The regulations comprised in the Employment of Children Act are in part of general application, in part dependent on by-laws made by the local authority, and approved by the Home Secretary. The local authority, for the enforcement of the Act and for the making of by-laws, is, in the case of London, exclusive of the City, for which the Common Council is the authority, the London County Council; in the case of a municipal borough with a population according to the census of 1901 of over 10,000, the Borough Council; in the case of any other urban district with a population of over 20,000, the District Council; in the case of the remainder of England and Wales, the County Council.[42]
These are the chief Acts through which are regulated the conditions of boy labour. Each in a more or less degree is concerned with prohibition, limitation of hours, and health regulations. It now remains to examine the extent of the protection provided.
(a) Prohibition of Employment.
There is no law forbidding children below a certain age to work for wages. In default of local by-laws, it is still legal to employ children of any age, however young, in a large number of occupations.

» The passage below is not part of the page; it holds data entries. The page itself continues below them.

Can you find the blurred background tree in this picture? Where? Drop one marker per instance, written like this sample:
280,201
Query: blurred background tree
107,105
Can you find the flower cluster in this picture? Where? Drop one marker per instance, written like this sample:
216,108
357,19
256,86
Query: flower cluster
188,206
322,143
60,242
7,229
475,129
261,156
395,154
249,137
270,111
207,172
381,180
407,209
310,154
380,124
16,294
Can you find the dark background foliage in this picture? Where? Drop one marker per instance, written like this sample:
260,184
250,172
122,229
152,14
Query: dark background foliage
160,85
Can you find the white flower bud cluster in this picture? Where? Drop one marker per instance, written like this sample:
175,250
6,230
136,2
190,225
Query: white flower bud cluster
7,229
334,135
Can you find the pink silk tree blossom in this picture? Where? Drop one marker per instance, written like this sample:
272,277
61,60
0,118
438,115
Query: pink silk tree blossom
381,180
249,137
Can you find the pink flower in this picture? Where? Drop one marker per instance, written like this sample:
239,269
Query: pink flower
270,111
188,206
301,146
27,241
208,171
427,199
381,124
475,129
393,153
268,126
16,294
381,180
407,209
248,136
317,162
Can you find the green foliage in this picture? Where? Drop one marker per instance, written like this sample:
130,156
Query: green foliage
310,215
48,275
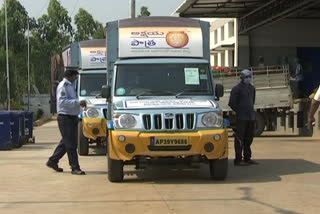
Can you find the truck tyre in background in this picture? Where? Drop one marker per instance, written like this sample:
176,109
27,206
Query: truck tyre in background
259,125
83,144
115,170
218,169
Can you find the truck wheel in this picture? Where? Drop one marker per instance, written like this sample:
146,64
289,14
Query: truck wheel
218,169
115,170
83,144
259,125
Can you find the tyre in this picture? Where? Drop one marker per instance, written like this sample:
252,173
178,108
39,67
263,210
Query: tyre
115,170
259,125
83,144
218,169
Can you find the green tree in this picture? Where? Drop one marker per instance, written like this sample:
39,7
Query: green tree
51,34
17,27
87,27
144,11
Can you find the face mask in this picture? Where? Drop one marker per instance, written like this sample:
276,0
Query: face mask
247,80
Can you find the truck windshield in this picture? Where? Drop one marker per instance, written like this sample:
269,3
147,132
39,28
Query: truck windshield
91,84
163,79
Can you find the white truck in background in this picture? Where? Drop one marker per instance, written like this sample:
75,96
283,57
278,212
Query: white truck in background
90,59
274,97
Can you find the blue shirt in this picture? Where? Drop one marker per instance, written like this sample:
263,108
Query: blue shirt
299,73
242,100
67,99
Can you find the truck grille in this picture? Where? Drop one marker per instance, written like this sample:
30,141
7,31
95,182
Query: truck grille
168,122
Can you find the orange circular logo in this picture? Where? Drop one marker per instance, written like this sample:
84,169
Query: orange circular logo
177,39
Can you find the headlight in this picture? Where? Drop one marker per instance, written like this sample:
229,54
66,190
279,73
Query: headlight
92,112
126,121
210,120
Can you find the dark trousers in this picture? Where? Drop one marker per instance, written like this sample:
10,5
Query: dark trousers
243,139
68,128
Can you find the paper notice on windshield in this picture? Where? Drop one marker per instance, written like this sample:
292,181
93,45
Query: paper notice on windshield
148,104
191,76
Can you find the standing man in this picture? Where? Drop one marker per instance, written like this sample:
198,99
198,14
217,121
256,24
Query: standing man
314,107
68,108
241,101
297,79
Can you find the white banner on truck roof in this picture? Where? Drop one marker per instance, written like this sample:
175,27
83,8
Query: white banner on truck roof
93,57
160,42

Prohibition takes the form of forbidding the employment of children in certain trades regarded as specially dangerous to health or demoralizing to character.

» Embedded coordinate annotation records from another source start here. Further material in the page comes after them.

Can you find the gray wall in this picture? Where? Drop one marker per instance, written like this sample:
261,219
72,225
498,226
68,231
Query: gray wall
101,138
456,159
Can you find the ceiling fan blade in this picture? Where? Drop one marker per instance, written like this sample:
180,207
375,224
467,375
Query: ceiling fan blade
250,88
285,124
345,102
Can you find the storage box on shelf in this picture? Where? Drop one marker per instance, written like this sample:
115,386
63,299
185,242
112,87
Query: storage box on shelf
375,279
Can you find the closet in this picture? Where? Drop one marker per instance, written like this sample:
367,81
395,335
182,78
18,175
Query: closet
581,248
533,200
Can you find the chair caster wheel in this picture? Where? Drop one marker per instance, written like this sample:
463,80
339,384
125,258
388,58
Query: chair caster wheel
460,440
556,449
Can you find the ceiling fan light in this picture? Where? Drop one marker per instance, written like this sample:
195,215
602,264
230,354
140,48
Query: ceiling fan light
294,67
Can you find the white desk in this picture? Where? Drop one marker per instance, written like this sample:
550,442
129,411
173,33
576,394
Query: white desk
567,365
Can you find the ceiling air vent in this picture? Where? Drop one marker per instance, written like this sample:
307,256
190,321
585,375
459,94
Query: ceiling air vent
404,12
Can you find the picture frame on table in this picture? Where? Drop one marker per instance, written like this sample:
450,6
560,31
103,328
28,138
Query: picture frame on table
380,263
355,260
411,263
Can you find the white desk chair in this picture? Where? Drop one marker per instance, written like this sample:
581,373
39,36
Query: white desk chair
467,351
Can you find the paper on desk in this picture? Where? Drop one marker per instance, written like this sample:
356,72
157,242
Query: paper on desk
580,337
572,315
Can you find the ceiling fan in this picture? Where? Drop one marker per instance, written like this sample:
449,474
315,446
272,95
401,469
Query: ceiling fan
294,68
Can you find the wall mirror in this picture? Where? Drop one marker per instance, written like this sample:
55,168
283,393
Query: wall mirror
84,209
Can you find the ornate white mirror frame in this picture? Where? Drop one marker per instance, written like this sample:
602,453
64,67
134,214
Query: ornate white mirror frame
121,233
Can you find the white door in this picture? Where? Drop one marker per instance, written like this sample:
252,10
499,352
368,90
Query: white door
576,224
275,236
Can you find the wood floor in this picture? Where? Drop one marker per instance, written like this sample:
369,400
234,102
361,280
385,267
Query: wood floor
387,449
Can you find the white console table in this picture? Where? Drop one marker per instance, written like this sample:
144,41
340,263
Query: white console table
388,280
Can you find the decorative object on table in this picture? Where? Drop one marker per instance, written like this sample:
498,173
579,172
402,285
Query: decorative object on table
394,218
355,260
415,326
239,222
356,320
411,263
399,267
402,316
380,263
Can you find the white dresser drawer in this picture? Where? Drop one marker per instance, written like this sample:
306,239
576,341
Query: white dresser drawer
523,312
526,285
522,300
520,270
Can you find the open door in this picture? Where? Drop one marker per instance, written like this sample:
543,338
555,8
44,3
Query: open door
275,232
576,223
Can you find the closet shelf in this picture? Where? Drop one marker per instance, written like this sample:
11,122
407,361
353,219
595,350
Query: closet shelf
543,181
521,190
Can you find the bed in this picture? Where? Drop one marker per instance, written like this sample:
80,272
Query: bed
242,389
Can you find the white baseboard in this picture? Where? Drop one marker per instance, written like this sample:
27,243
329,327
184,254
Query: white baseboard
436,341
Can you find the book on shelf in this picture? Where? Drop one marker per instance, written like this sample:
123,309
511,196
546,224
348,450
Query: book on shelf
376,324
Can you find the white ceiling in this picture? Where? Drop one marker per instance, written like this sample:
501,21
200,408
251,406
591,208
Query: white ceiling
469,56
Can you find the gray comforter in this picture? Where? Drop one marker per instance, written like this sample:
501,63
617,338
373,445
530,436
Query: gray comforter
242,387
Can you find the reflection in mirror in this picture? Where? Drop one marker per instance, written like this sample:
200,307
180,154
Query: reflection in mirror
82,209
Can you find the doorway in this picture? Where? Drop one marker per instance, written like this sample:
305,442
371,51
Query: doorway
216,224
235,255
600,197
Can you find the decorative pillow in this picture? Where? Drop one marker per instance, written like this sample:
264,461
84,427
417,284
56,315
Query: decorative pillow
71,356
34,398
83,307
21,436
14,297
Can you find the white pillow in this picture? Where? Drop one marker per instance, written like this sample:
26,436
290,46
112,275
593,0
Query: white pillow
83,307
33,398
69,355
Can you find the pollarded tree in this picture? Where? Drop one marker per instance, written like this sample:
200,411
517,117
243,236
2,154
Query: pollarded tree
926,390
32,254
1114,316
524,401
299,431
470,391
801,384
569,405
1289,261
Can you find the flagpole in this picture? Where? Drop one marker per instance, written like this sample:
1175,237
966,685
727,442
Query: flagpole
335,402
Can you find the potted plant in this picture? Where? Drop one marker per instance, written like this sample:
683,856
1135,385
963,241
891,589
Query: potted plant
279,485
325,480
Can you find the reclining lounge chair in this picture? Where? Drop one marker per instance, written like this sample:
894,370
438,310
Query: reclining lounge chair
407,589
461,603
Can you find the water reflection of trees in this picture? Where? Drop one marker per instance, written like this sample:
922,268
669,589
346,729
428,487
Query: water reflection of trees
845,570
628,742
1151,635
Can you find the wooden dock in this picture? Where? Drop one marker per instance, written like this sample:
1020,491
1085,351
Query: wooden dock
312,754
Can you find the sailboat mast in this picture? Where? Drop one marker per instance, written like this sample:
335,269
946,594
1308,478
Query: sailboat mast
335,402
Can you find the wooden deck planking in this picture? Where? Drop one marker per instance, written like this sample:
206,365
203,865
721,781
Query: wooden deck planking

1. It is illegal to employ children or young persons “in the part of a factory or workshop in which there is carried on the process of silvering mirrors by the mercurial process or the process of making white lead.”[43] And the Secretary of State has power to extend this prohibition to other dangerous trades.[44]

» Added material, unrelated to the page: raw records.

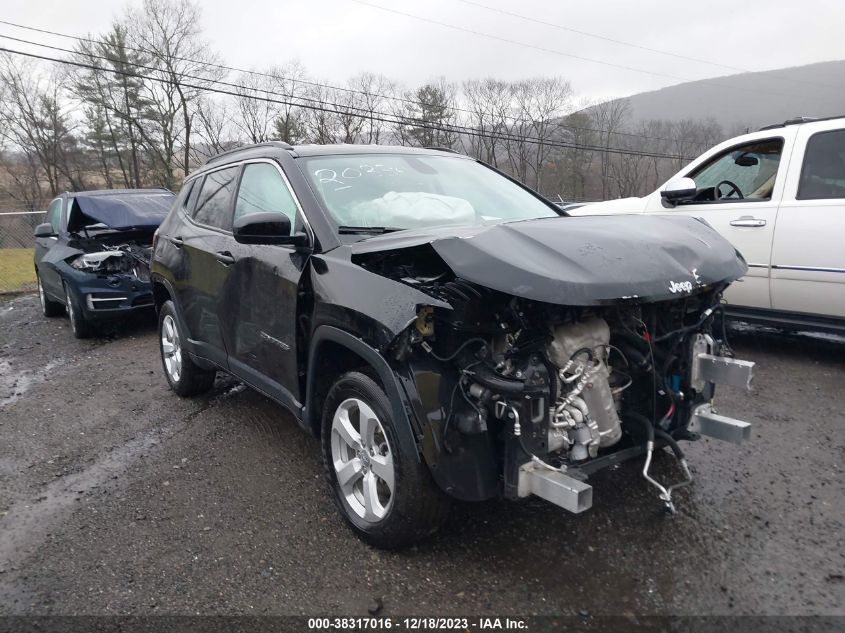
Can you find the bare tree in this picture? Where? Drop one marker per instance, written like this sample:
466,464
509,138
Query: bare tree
257,116
433,114
37,123
214,128
291,83
489,103
169,32
321,118
375,91
610,118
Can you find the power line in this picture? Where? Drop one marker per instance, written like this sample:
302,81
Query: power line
344,109
375,116
314,84
553,51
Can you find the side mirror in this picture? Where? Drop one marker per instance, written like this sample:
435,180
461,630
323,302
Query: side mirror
44,230
679,189
266,228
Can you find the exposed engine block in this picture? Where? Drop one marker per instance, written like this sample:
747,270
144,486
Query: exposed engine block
585,415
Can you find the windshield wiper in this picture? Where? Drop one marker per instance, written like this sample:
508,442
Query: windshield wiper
374,230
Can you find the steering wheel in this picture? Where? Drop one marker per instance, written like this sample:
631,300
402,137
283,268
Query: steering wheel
733,189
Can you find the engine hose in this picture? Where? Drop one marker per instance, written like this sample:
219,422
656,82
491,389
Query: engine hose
644,422
486,376
461,348
671,442
635,356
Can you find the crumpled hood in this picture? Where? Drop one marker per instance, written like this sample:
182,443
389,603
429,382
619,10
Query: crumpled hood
583,260
121,210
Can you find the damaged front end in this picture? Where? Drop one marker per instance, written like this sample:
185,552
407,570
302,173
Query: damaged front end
531,377
111,278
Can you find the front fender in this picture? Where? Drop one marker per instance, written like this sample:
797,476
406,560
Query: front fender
398,402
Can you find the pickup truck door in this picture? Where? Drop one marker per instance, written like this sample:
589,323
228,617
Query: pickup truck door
808,252
738,193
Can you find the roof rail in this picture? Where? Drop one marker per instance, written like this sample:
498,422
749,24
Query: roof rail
800,119
442,149
240,148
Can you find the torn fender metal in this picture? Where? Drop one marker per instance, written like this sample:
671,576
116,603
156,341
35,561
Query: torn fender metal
582,261
375,308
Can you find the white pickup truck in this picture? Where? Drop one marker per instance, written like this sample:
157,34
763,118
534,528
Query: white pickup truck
779,196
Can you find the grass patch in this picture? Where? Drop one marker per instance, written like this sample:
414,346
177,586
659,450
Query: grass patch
17,271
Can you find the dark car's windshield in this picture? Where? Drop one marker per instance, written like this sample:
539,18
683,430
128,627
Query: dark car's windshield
405,191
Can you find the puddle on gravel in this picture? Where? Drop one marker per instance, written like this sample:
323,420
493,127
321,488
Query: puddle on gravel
26,523
15,384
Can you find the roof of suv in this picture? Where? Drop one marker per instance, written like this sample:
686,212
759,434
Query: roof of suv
276,148
115,192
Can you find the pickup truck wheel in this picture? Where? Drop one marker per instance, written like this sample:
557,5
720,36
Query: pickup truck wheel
80,326
183,375
386,496
49,308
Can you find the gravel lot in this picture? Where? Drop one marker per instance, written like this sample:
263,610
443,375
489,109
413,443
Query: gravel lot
118,497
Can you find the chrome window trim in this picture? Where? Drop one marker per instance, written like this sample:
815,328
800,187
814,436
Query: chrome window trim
815,269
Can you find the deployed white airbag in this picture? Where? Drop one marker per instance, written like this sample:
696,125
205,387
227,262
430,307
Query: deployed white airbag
411,209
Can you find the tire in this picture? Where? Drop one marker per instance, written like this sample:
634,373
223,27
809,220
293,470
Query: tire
80,326
382,516
184,376
49,307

2. It is illegal to employ underground in any mine boys under the age of thirteen,[45] and no boy under the age of twelve may be employed above-ground in connection with any mine.[46]
3. A child may not be employed “in the part of a factory or workshop in which there is carried on any grinding in the metal trade, or the dipping of lucifer-matches.”[47]
4. A child under the age of eleven may not be employed in street-trading—i.e., in “the hawking of newspapers, matches, flowers, and other articles, playing, singing, or performing for profit, shoe-blacking, or any like occupation carried on in streets or public places.”[48]
5. In theatres and shows, children under seven may not be employed at all, and children under eleven can only be employed on a licence granted by a magistrate.[49]
Omitting ways of earning money, as by begging, which cannot properly be regarded as forms of employment, and ancient Acts, such as the Chimney Sweepers Act of 1840, which prohibited the apprenticing of children under the age of sixteen to the trade of the sweep, or the Agricultural Gangs Act, 1867, which forbade the employment of children under eight in an agricultural gang—Acts which have now little practical importance—the regulations outlined above comprise the whole of the regulations which prohibit throughout the country the employment of boys in certain forms of occupation. For any extension of prohibition we must look to the by-laws which may, but need not, be made by local authorities under the provisions of the Employment of Children Act.